What to Look Out For With Debt Negotiation Firms
If you do decide to go the debt negotiation route, there are a few things you’ll need to look out for, and they’re huge:
- When you hire a company to work out your debts, sometimes they set up a savings account for you and they’ll ask you to send money in each month to fund this account. They say they’ll use this money to eventually settle the debts. Make sure that the trust account is held in an FDIC insured bank account and make sure it’s in your name – not the name of the company. This is actually a federal requirement, but not all debt negotiation firms are compliant.
- Even though you may not be paying your bills the negotiating company will generally collect a fee – taken out of your trust account – to pay for their services after each debt is settled. This should be fully disclosed.
- The negotiation firm should disclose the potential for fees and penalties with any creditors that you will not be making monthly payments to.
- They should disclose that their services extend only to unsecured debts, like credit cards and medical debts. They do not cover secured debts, like mortgages and auto loans.
- They should not collect their fees upfront – but some will try to do just that. Legally, they are not entitled to collect any fees until they actually perform a service (settling an account).

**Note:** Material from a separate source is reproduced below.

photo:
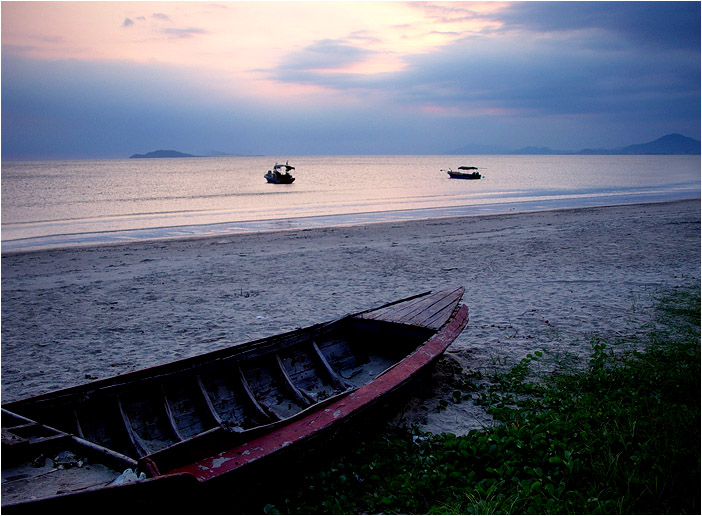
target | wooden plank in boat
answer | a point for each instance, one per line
(430, 311)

- Get a “Good Faith Estimate” that will not only spell out the cost of their services, but also the timeframe.
That last point is extremely important. The longer it takes for the plan to be completed, the longer you will be paying fees to the negotiation firm. It also means that you will have to make payments to existing creditors that much longer.
Is Debt Negotiation the Right Way for You to Fix Your Credit Problems?
If you have no other choice, debt negotiation may be the only path still open to you. That said, please understand that debt negotiation is all about debt – not your credit report. As I said, the very process that may help you settle debt may indeed worsen your credit file.
There are different ways to deal with credit problems, and debt negotiation is just one of them. Before seriously considering debt negotiation, study the process and understand it. Also, study the alternatives and see if there might be another plan that will work better for you. Bankruptcy – as ugly as it sounds – might be a better path.
Are you struggling with debt? Have you tried debt negotiation? Have you tried any other strategies to fix your credit problems?